When I was still a poet I used to dream of rivers—I would like to be dreaming of rivers right now, instead of floating from insecurity to insecurity, wondering if I have anything to say that can be of use. Being a poet I take to speak optimism: one can be loved and accepted, one’s life can flow into something greater, one can be natural and nurturing. All you have to do is accept your creative power:
When I Was Still a Poet (h/t @kavehakbar) Tishani Doshi When I was still a poet I used to dream of rivers. Flowers had names and purpose. Small birds the shape of scars made nests of braziers of sky. Now that I have given up, afternoons dry as raisin skins scrub by. Thieves approach. Dogs bark. Love springs from dirt like carrots.
Our poet is no longer a poet, though. Flowers had names and purpose—the ridiculousness of this sentence speaks itself. Still, the ridiculous can be powerful, transformative. Small birds the shape of scars made nests of braziers of sky: a creative power made scars fly—not necessarily away, but into places where the sky itself could give warmth.
All of this has changed for the speaker, and I can’t help but think about my own situation. I want to be creative, producing more. I don’t want anyone’s particular regard or disregard of me to affect my feelings, and certainly not my purposes. To be a poet is to be a maker who appreciates making. If this sounds more noble than useful for oneself, that is exactly the case. Utility, at a broader level, concerns the feasibility of one’s ambition, not just making money or getting attention. The trouble is that in making, one depends on some value for one’s efforts. Nothing happens in isolation, and the hidden cost of trying to speak while not being heard collapses into frustration. “Water from stone” feels less a miracle, more an imperative.

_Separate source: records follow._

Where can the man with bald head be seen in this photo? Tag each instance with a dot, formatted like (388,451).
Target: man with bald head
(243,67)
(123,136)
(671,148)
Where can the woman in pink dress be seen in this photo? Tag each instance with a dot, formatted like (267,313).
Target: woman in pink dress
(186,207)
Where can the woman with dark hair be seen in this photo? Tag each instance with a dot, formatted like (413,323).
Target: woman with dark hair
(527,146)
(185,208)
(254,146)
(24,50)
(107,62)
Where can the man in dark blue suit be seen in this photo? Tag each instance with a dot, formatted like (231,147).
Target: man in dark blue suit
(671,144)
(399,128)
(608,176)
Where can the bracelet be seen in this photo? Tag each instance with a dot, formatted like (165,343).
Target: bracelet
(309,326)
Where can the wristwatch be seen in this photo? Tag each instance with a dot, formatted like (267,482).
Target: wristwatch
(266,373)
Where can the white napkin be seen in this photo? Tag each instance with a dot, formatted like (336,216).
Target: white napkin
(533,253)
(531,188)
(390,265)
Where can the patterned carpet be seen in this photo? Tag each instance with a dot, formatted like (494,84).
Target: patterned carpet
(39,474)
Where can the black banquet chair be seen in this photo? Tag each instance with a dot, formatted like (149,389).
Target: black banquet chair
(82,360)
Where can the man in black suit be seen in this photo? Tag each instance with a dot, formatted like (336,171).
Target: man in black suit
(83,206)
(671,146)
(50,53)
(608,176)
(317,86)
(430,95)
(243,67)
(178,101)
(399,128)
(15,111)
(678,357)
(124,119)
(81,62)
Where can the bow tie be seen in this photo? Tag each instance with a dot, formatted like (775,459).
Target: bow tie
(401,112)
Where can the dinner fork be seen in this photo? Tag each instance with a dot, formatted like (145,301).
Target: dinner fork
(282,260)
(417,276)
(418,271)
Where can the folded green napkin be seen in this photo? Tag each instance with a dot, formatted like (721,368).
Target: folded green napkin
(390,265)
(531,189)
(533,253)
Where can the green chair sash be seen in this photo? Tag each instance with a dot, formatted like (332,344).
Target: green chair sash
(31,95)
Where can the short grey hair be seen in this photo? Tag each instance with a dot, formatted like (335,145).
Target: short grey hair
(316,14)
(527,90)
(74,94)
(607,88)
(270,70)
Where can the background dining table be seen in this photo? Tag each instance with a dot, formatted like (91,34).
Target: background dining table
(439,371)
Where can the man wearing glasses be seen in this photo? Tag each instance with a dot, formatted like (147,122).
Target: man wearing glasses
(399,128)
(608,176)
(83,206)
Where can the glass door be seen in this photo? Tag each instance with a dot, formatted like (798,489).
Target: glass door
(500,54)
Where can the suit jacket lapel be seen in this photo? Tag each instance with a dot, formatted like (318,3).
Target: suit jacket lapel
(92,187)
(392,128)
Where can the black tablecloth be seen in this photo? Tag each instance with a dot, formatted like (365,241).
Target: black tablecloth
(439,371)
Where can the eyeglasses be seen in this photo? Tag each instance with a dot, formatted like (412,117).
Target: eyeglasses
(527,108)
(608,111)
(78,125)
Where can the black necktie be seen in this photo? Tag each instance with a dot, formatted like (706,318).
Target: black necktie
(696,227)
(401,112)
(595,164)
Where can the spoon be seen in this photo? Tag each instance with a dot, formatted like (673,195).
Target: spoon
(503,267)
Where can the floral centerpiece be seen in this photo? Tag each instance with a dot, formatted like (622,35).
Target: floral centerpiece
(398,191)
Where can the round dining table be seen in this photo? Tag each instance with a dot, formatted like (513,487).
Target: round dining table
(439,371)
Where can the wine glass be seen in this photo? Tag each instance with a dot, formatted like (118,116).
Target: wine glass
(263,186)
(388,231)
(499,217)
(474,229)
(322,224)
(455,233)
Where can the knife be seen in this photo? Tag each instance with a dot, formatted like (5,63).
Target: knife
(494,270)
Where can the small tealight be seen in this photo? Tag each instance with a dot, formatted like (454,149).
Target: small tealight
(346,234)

Now that I have given up, afternoons dry as raisin skins scrub by. A more realistic perspective means dropping the expectations one has for one’s labor. Truth be told, there can’t be any. You just have to hope you “scrub by,” maybe show some gratefulness for being able to breathe another day. If this sounds like it’s on the edge of despair, it absolutely is: Thieves approach. Dogs bark. The world is a bleak and nasty place, and it hurts everyone, whether they have expectations or not. But one may have learned something from trying to make. Love springs from dirt like carrots. There is something real, nourishing, and strong even in the dirt. To take proper note of it is to step away from the activity of poetry for just a moment, seeing something earthly and ordinary for what it is.